Münih, Avrupa’nın en önemli ülkelerinden olan Almanya’nın modern ve kültürel şehirlerinden biri. Bavyera’nın başkenti olarak anılan Münih, Isar Nehrinin kıyısında konumlanıyor. 2 milyona yakın olan nüfusuyla ülkenin en kalabalık ve büyük 3. şehri olma özelliği taşıyor. Sıra dışı mimarisi, yöresel lezzetleri, nefis kültürü ve dünyaca ünlü bira festivali ile dikkat çeken şehir her yıl milyonlarca yerli ve yabancı turist tarafından ziyaret ediliyor.
Almanya’nın kültür başkenti olarak anılan Münih, müzelerinde kaliteli koleksiyonlara ev sahipliği yapıyor. Aynı zamanda kilise, katedral, belediye binası gibi pek çok tarihi yapısıya görenleri etkilemeyi başarıyor.
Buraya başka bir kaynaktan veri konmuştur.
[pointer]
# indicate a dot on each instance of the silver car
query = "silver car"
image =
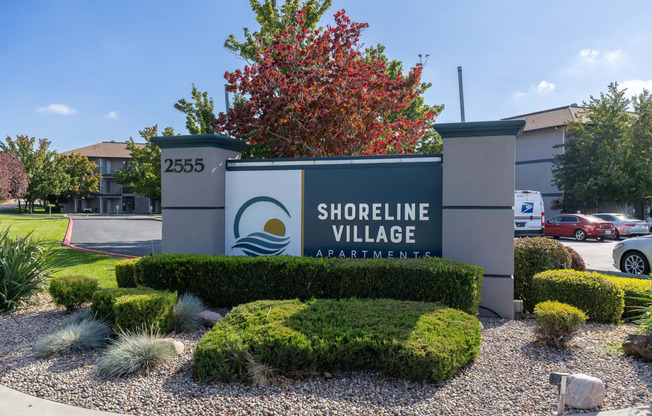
(633, 255)
(626, 225)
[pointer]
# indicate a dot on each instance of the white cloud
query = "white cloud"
(613, 56)
(545, 86)
(57, 108)
(588, 55)
(636, 86)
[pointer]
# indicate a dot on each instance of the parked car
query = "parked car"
(529, 215)
(634, 255)
(580, 227)
(626, 225)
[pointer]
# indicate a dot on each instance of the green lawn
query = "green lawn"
(51, 231)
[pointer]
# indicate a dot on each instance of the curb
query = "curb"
(68, 237)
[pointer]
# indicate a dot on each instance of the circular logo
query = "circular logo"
(270, 241)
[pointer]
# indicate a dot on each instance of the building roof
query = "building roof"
(105, 149)
(555, 117)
Almanya’nın en yüksek yaşam kalitesine sahip olan Münih’te muhteşem mimarilerin eşliğinde bir gezi sizleri bekliyor. İşte, Münih’te görülmesi gereken yerler!
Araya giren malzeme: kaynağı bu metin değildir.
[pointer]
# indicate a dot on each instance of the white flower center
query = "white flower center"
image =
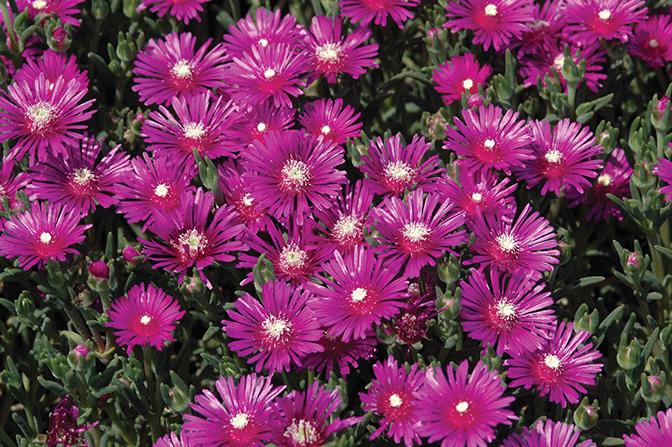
(182, 69)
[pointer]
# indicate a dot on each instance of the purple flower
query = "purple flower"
(561, 368)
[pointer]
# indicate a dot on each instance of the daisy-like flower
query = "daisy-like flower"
(331, 120)
(145, 316)
(526, 244)
(332, 54)
(565, 157)
(262, 30)
(53, 66)
(614, 179)
(663, 171)
(655, 431)
(155, 186)
(494, 22)
(489, 138)
(356, 293)
(509, 313)
(339, 355)
(272, 73)
(392, 395)
(561, 368)
(652, 39)
(307, 419)
(82, 179)
(461, 74)
(417, 232)
(238, 418)
(65, 10)
(462, 409)
(200, 123)
(43, 117)
(290, 173)
(42, 233)
(277, 332)
(191, 237)
(344, 223)
(393, 168)
(480, 193)
(182, 10)
(378, 11)
(590, 20)
(172, 67)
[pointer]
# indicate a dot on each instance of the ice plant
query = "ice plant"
(459, 75)
(378, 11)
(416, 232)
(459, 408)
(392, 396)
(528, 244)
(43, 117)
(494, 22)
(565, 157)
(356, 293)
(145, 316)
(333, 54)
(561, 368)
(392, 167)
(82, 179)
(238, 418)
(489, 139)
(508, 313)
(331, 120)
(42, 233)
(290, 173)
(173, 67)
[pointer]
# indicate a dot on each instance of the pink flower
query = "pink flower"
(145, 316)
Altes Rathaus – Old Town Hall
Münih’te gezilecek yerler listesinin başını Altes Rathaus çekiyor. Marienplatz’da yer alan altes Rathaus yeni restore edilen dış cephesinden dolayı yeni bina sanılsa da Münih’in en eski belediye binası olma özelliği taşıyor. Altes Rathaus, Marienplatz’ın en doğru bölümünde yer almasının yanı sıra, oldukça hareketli tarihiyle dikkat çekiyor. Münih kayıtlarında adı ilk kez 1310 senesinde geçiyor. Gotik bir tarza sahip olan bu bina Jörg Von Halsbach tarafından yapılmış. Münih’te bulunan diğer tarihi yapılar gibi burası da 2. dünya savaşında büyük zararlar almış.
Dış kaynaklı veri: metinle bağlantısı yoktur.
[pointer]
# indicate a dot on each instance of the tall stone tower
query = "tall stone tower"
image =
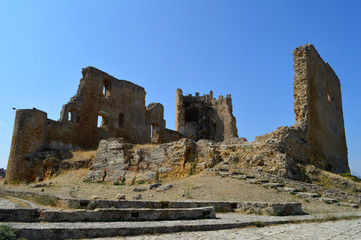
(204, 117)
Neues Rathaus – New Town Hall
Münih’in merkezinde en görkemli ve şatafatlı binalardan olan Neuses Rathaus’ı görmeden gezinizi sonlandıramazsınız! Marienplatz Meydanı’nda yer alan Neues Rathaus eski bir bina gibi görülse de tarihi çok köklü değil. Söz konusu binanın yapımı 1905 senesinde tamamlanmış. Dışarıdan görülmesi mümkün olmasa da 400 odasında 600’ü aşkın belediye çalışanı bulunuyor. Birçok tarihi odası ise, halka açık durumda olup ziyaretçilerini bekliyor. Belediye Binasının kulesinde yer alan Carillion adındaki aletlerle yapılan gösteri tüyler ürpertecek güzelliğiyle dikkat çekiyor. Bahsi geçen gösteri akşama doğru 17:00’da başlıyor.
St. Peter’s Church
Münih’te gezilecek yerler listesine ülkenin en eski kilisesi olan St. Peter’s Kilisesi’ni eklemezsek olmazdı! 1158 senesinde yapılan bu kilise, 1327 yılında gerçekleşen büyük yangında kule harici her bölümü yanmış. Bu kilisenin yerine ise, gotik bir yapı inşa edilmiş. 17.yüzyılda Rönesans tarzına göre tek külahlı kule yapılsa da 2. Dünya Savaşı’nda bombalanarak zarar görmüş.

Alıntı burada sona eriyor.